Overview
The Spacelift orchestration platform combines infrastructure provisioning, configuration, and governance to increase platform team efficiency, accelerate developer velocity, and control costs. It connects to and orchestrates infrastructure as code, version control systems (VCSs), observability tools, control and governance solutions, and cloud providers to help deliver secure infrastructure faster. With Spacelift Intelligence, teams can also understand, design, deploy, and govern infrastructure using natural language, giving developers a fast, governed path to infrastructure without adding to the platform team's backlog.
Infrastructure provisioning: Stacks ensure faster, more secure provisioning by automatically combining source code, current infrastructure state, and configuration. The platform works with any major IaC tool or cloud platform and the VCS provider where your teams store infrastructure code.
Configuration automation: Expand your capabilities beyond Terraform and OpenTofu with a workflow that also manages Ansible playbooks.

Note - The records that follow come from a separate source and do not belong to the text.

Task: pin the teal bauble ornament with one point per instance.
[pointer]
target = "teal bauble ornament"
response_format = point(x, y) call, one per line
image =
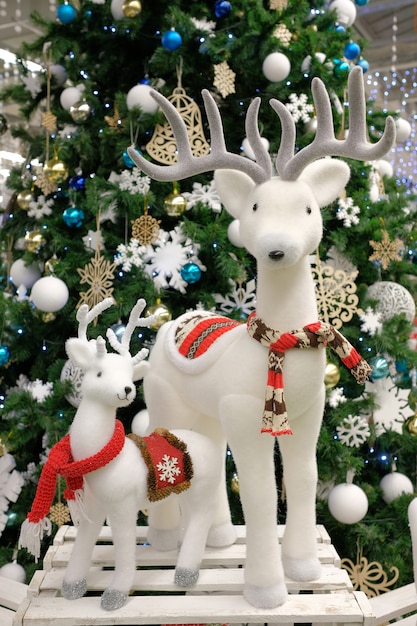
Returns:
point(191, 273)
point(380, 367)
point(73, 217)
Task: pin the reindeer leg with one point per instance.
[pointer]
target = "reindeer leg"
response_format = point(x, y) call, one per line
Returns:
point(74, 585)
point(122, 520)
point(253, 453)
point(299, 546)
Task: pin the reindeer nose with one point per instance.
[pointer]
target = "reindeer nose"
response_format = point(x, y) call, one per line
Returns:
point(276, 255)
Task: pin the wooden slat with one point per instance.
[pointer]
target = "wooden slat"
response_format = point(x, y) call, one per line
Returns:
point(323, 608)
point(395, 603)
point(229, 580)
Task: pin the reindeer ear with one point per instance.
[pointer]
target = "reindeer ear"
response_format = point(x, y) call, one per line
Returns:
point(79, 351)
point(233, 188)
point(326, 178)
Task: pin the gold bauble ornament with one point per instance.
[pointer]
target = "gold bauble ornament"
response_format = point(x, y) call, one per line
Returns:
point(56, 170)
point(24, 198)
point(131, 8)
point(162, 315)
point(234, 484)
point(34, 241)
point(331, 375)
point(411, 425)
point(80, 111)
point(175, 204)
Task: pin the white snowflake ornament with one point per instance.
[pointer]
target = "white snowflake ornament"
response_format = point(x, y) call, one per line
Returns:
point(168, 468)
point(241, 298)
point(206, 194)
point(336, 397)
point(371, 321)
point(299, 108)
point(353, 431)
point(348, 212)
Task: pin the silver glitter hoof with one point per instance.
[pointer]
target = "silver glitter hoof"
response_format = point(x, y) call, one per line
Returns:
point(186, 577)
point(113, 599)
point(73, 591)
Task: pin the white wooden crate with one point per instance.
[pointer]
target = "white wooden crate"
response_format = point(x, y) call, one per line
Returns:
point(216, 598)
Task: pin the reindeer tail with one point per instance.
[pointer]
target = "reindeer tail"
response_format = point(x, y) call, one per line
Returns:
point(32, 533)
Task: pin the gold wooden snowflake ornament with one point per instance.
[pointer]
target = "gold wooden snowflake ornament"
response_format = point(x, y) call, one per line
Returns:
point(386, 250)
point(224, 79)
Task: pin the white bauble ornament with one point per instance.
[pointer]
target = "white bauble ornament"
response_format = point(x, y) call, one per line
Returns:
point(384, 168)
point(140, 423)
point(276, 67)
point(392, 299)
point(247, 150)
point(49, 294)
point(233, 233)
point(345, 11)
point(22, 274)
point(70, 96)
point(13, 571)
point(393, 486)
point(116, 8)
point(403, 129)
point(348, 503)
point(140, 96)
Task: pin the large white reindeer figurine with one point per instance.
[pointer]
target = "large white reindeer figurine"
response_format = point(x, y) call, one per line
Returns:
point(220, 390)
point(112, 476)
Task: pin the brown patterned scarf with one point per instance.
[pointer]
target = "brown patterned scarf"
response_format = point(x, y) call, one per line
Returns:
point(316, 335)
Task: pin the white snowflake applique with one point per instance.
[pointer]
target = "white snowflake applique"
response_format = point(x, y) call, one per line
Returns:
point(353, 431)
point(40, 207)
point(39, 390)
point(241, 298)
point(164, 259)
point(371, 321)
point(134, 181)
point(336, 397)
point(129, 255)
point(299, 108)
point(347, 212)
point(206, 194)
point(168, 468)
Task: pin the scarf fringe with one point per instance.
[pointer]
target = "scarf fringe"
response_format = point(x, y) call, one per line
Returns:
point(77, 509)
point(32, 533)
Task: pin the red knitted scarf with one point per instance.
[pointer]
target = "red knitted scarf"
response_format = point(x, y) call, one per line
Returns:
point(60, 462)
point(316, 335)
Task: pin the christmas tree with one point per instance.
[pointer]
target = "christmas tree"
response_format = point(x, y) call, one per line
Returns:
point(84, 223)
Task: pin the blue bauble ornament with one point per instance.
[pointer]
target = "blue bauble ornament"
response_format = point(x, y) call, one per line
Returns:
point(77, 182)
point(222, 8)
point(341, 69)
point(127, 160)
point(73, 217)
point(171, 40)
point(4, 355)
point(66, 13)
point(363, 63)
point(352, 50)
point(380, 367)
point(191, 273)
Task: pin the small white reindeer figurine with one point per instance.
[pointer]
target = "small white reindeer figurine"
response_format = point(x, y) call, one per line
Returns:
point(220, 390)
point(112, 476)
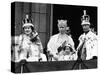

Governance to balance speed and control: Reinforce security and compliance with controls over developer/DevOps activity. Provide Golden Paths and define custom policies for third-party security vulnerability scanning tools, while accelerating policy creation with best-practice templates. Detect drift automatically, and restore resources to their expected state with drift remediation.
Integrated workflow: Easily create workflows that combine IaC for provisioning, Ansible for configuration management, Kubernetes for container orchestration, and policies for governance. Blueprint templates allow you to open your infrastructure pipelines to developers without losing control.
Infra Assistant: Your AI infrastructure assistant that can understand, design, deploy, and govern infrastructure in plain language. Ask questions about your infrastructure state that dashboards and reports can't answer. Get expert design guidance before you deploy, create and apply policies with AI assistance and diagnose failures faster with AI-generated context across your stacks, dependencies, and history.
Intent: A no-code, AI-based deployment model for maximum speed. Developers request infrastructure through their LLM via Spacelift MCP. Intent translates those requests into governed infrastructure actions with the same policies, credentials, and visibility as IaC, without requiring Terraform expertise.
Highlights
- Increase developer velocity without sacrificing control.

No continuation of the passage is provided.